By Alejandra Gonzalez

During the late 19th and early 20th centuries, feminism placed an emphasis on cultural battles. Art had an important role that allowed women were allowed to express their experiences freely to show the world they’ve been ignored for too long. The most powerful tool to express their struggles as women is nonetheless through art in all it’s forms. Women were able to reclaim what had deemed them as less. Since it was men who painted women were often misinterpreted objects in the cultural art world. Although there’s no doubt some of them are world’s greatest artworks, it was time to bring to light the achievements of women in the field.

Despite the little spotlight on women’s work there are, a few notable works/artists: for example;  Linda Nochlin, an art historian, questioned through her article’s title Why Have There Been No Great Women Artist? The answer likely lies in the fact that women are neglected as artists. In 1964 Yoko Ono performed her Cut Piece.
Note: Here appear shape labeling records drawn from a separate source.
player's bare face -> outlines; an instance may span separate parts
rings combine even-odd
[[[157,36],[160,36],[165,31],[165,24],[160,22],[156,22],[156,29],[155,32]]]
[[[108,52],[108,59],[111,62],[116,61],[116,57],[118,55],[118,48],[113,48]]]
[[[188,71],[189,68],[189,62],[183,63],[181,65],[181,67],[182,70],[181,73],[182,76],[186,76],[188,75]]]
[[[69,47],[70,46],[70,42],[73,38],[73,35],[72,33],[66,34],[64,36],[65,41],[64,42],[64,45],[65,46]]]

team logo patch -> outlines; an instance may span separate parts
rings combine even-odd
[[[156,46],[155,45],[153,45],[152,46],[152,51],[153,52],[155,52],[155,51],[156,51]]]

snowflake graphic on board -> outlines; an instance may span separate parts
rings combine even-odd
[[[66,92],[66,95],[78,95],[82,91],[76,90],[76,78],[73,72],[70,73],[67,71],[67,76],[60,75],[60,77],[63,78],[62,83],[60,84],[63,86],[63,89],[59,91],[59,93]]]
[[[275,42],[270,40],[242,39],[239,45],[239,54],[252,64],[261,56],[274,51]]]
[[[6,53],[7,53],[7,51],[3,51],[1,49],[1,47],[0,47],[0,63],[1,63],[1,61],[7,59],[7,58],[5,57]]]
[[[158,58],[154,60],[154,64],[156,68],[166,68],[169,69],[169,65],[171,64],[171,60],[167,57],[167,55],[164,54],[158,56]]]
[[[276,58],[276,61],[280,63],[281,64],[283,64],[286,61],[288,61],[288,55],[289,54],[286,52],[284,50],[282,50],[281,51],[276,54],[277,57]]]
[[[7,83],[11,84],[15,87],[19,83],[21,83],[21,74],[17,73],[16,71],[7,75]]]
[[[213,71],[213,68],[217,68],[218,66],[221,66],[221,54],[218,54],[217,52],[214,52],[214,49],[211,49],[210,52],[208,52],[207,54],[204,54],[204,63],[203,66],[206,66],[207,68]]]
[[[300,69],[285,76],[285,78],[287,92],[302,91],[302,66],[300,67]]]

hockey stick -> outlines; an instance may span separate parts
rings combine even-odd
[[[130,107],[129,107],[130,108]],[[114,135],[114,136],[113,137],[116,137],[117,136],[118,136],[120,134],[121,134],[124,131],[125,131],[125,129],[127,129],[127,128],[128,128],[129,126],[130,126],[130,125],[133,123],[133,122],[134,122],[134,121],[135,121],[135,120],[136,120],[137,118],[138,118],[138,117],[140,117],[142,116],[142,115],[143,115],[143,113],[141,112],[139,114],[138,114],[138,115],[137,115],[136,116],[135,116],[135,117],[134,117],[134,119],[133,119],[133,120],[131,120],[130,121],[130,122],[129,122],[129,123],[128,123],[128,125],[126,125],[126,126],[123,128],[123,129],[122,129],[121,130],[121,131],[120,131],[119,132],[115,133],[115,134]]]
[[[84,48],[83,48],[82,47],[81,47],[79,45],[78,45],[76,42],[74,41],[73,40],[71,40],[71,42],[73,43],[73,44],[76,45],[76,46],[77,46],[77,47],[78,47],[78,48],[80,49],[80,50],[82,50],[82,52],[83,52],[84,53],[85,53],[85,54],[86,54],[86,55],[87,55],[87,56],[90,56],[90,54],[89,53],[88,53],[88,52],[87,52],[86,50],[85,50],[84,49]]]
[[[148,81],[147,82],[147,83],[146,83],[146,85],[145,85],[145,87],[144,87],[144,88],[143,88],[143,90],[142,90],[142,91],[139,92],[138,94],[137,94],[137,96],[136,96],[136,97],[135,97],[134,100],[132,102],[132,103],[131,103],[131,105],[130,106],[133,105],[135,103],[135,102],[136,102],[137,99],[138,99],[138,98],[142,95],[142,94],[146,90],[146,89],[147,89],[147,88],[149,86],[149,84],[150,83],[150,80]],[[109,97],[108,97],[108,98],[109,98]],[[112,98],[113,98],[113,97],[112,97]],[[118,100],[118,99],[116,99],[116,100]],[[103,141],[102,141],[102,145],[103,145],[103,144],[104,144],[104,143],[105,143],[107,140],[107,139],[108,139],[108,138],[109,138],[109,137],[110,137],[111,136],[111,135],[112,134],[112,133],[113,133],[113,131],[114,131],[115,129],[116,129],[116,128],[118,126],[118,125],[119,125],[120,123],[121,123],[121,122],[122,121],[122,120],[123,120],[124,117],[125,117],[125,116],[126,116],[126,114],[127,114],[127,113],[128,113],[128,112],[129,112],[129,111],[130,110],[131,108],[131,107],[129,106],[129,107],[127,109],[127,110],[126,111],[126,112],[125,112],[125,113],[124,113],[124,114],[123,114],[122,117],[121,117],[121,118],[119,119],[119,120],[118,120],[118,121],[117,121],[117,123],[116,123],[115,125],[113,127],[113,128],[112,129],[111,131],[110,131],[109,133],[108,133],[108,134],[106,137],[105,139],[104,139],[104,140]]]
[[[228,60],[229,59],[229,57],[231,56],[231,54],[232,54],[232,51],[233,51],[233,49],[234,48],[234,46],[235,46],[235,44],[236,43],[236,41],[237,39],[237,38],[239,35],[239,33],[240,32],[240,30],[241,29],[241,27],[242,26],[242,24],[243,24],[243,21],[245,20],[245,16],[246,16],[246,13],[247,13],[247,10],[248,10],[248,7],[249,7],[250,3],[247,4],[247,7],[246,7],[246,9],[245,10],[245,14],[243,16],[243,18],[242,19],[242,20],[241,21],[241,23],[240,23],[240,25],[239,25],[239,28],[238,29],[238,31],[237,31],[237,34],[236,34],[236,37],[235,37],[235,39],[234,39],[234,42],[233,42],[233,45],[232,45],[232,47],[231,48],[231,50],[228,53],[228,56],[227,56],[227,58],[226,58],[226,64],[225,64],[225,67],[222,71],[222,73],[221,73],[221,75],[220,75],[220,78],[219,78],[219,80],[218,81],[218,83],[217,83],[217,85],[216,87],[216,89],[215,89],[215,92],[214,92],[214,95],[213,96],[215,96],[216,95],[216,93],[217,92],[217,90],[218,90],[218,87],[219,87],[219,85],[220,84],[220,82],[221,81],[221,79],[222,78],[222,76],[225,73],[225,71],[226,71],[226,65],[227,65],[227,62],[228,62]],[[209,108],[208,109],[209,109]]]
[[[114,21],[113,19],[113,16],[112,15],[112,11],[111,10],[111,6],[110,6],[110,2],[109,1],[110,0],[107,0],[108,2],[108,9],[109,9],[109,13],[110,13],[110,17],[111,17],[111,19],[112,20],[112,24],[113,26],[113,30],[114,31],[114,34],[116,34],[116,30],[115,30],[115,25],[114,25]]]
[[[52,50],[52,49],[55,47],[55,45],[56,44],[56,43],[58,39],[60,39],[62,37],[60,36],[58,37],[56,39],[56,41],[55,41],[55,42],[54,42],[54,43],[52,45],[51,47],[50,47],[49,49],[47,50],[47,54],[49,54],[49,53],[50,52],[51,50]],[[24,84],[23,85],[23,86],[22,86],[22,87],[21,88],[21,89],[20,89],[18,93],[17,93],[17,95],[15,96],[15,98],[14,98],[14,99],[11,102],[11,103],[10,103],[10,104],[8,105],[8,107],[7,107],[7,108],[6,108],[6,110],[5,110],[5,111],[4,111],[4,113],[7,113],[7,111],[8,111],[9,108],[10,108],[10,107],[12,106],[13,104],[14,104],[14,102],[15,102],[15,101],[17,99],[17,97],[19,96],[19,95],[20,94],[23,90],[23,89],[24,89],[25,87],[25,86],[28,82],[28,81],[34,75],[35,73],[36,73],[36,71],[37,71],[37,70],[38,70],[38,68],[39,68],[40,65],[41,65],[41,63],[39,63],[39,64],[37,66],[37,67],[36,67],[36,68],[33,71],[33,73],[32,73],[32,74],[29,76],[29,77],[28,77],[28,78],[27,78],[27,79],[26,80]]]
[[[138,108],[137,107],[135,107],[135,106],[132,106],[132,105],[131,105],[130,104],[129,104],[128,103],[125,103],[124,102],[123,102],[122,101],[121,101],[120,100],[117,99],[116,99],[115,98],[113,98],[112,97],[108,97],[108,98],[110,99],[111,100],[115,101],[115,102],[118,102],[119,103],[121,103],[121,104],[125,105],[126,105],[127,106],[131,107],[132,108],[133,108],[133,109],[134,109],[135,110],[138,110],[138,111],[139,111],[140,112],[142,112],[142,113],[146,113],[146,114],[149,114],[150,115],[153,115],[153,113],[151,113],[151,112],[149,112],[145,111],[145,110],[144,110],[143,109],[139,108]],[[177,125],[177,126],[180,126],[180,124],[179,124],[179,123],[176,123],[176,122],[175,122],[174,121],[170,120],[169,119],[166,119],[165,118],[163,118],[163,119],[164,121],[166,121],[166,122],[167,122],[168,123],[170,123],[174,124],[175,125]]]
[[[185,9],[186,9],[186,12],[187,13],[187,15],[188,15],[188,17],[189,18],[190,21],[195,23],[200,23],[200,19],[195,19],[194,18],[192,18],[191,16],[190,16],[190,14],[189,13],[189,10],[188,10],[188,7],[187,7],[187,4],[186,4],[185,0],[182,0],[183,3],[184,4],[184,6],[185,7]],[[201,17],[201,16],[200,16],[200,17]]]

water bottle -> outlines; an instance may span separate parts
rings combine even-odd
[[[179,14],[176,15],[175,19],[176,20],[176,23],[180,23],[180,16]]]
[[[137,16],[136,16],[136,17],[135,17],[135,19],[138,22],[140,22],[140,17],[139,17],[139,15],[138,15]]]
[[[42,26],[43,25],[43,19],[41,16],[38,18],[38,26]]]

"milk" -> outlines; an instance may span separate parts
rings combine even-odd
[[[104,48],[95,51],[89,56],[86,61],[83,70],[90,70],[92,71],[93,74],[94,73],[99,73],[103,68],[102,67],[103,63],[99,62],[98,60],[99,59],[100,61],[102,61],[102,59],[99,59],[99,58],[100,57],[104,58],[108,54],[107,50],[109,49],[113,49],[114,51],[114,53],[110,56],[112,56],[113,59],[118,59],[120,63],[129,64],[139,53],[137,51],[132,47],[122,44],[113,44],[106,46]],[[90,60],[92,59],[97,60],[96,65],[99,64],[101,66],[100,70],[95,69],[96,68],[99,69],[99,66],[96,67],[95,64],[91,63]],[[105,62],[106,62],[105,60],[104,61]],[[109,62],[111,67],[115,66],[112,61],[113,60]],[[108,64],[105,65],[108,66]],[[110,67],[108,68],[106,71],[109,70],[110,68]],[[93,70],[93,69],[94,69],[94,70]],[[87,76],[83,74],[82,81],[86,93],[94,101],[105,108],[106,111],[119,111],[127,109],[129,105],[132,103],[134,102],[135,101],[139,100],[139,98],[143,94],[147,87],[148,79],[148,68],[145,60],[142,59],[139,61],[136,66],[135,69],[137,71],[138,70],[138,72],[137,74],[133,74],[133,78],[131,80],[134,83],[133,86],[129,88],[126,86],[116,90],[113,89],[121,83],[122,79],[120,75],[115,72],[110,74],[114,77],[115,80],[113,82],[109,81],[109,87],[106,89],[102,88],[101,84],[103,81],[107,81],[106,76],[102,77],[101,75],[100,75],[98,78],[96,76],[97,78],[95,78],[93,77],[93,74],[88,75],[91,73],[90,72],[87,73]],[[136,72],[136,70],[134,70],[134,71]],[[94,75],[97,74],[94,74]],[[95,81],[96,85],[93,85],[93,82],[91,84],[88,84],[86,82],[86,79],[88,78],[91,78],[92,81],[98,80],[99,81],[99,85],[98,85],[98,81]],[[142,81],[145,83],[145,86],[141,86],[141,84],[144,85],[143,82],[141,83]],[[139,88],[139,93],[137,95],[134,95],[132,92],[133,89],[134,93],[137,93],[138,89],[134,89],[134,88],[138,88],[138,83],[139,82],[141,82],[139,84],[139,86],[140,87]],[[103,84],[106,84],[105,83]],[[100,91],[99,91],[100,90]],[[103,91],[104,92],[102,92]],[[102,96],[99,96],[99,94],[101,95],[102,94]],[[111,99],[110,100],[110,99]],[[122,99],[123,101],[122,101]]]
She had sat on the floor in a traditional, passive Japanese pose and let complete strangers cut pieces of her clothes until she was naked. This act was loudly protesting violence against women and it was the first of its kind to cry out for women’s rights. While challenging the domestic roles expected of women, Mierle Laderman Ukeles, the “maintenance artist” as part of her Maintenance Art manifesto, performed in an art gallery by cleaning it in 1969. 

With a few named works, women changed the political culture that revolve important issues through the use of art. Their artistic work continues to inspire new generations of young women artists and fighters for women’s rights, while bringing issues to light in creative ways that did get attention internationally and is still talked about today. It is fair to say that the impact of feminism certainly improved the status of women’s rights, even though there is still more to be done.